An Overview of the Current State-Based Privacy Legislation
By Jacqueline W. Cooney, & Brianne B. Powers
State legislation continues to be a driving force behind the changing privacy law landscape in the United States. Throughout the first quarter of 2022 so far, we have seen advances in state privacy legislation with new bills being introduced or older legislation being carried over from 2021 on almost a weekly basis. As we saw last year in both Virginia and Colorado, comprehensive state privacy laws can be passed quickly and, while the laws themselves usually have several months to years of lead time before going into effect, companies must still pivot their forward-looking strategies to account for new state privacy law compliance requirements.
Where We Are
Privacy-related legislation has been introduced or carried over from previous legislative sessions in 24 states, including Alaska, Arizona, Florida, Georgia, Hawaii, Indiana, Iowa, Kentucky, Maine, Maryland, Massachusetts, Minnesota, Nebraska, New Jersey, New York, North Carolina, Ohio, Oklahoma, Pennsylvania, Vermont, Washington, West Virginia, and Wisconsin. In Mississippi, the “Mississippi Consumer Data Privacy Act” was introduced, but died in committee.
While most of the legislation remains in committee, a few bills – including SB 358 in Indiana and HB 1602, commonly referred to as the “Oklahoma Computer Data Privacy Act” – have moved into cross-committee discussions advancing them one step further to become laws.
As we have seen in the past, many bill sponsors are looking to other states’ enacted laws for inspiration. For example, recently introduced legislation in Maine (SP 713/LD 1982) and Maryland (SB 11) closely resembles the California Consumer Privacy Act (“CCPA”), as amended by the California Privacy Rights Act (“CPRA”). An even greater number of bills are currently aligning with the Virginia Consumer Data Protection Act (“VCDPA”), including those in Indiana (SB 358), Iowa (HSB 674), Utah (SB 227), Wisconsin (AB 957 and SB 957), and Pennsylvania (HB 2257). Finally, one of the two bills introduced in Florida resembles the Colorado Privacy Act.
Some state legislation also appears to be taking a piecemeal approach and pulling certain details from several of the current laws. For example, legislation in Kentucky is combining elements of the VCDPA and Colorado Privacy Act, while legislation in Massachusetts appears to be pulling from the CPRA, VCDPA, Colorado Privacy Act and also the General Data Protection Regulation (“GDPR”). Finally, three separate bills have been introduced in Hawaii all resembling slightly different elements of the CPRA and VCDPA.
Across the Board, a Consistent Focus on Consumer Rights
While the legislation proposed in these states may differ in many ways, one consistent theme is creating more robust consumer rights related to their data. For instance, nearly all of the proposed legislation includes the right of consumers to access and delete their personal information. Similarly, most of the bills include the consumer right to opt-out of the sale of personal information (or a requirement that consumers opt in to the sale of data as included in bill introduced in Georgia, Massachusetts, New Jersey, Oklahoma, and Washington).
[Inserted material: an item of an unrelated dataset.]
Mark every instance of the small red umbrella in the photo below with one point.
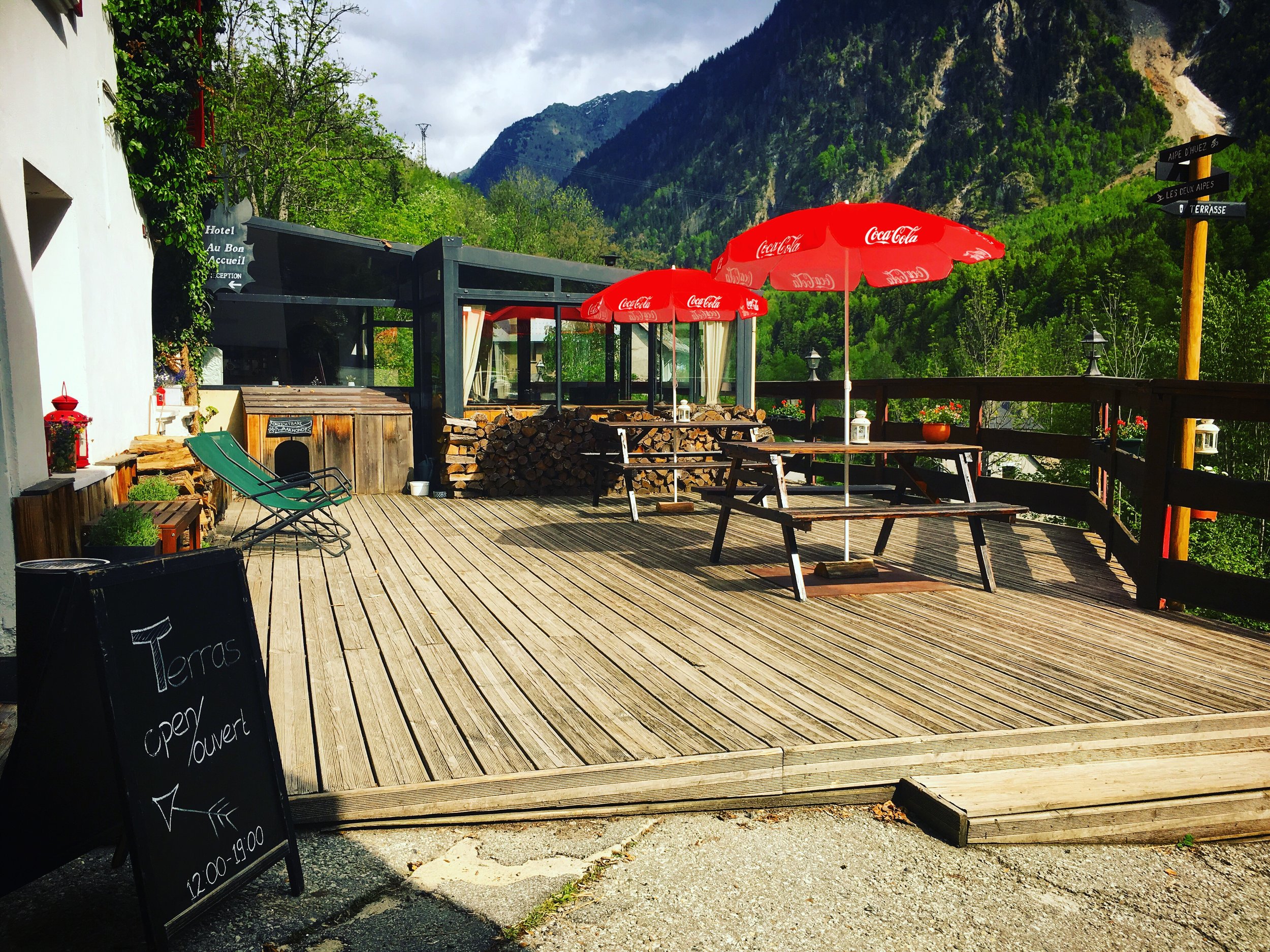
(669, 296)
(832, 247)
Each of the bills introduced up to this point have also included specific requirements on businesses to provide notice to consumers of the collection of personal information and to have a specified purpose and limitation on the collection and use of that personal information.
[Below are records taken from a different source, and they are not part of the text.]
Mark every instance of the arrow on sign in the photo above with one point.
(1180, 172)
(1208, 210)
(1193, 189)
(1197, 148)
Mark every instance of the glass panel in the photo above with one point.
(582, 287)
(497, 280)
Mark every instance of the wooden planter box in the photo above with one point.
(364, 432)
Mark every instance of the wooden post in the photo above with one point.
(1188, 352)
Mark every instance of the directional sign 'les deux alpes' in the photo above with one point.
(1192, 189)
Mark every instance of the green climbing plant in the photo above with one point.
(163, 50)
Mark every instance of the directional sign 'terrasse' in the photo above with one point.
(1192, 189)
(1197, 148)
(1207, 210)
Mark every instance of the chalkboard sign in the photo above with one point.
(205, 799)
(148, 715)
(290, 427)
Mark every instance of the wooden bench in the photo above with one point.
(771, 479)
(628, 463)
What Companies Can Do to Prepare
It is difficult for anyone to predict which, if any, of these bills will become law, however, as companies work toward compliance with the CA, VA and CO laws that go into effect in 2023, it makes sense to think about how to implement some fundamental privacy principles and compliance activities that can accommodate new statutory requirements.
At a minimum, companies should do the following to prepare for the inevitable changes that will occur as more states adopt data protection laws:
- Provide Clear Privacy Notices. Ensuring their privacy policies are up-to-date, not only with regard to compliance with current laws, but also to provide as much transparency as possible with regard to what data is collected and how it is used and shared.
- Configure Systems to Allow for Consumer Rights Requests. While not all states provide the rights to access and deletion, companies should make an effort to understand how they would respond to these requests (including from both a process and technical perspective) if/when they are required to provide consumers these rights in the future. If you are a company that has already created a consumer rights request process under CCPA or another law, how can that be expanded to accommodate requests from other states if needed?
- Understand Where you “Sell” Data. Again, not all states require companies to allow people to opt out of the sale of data, but given the increasing focus on this across so many states, understanding where a company potentially sells personal data can make it easier to comply with required opt-ins and opt-outs in the future.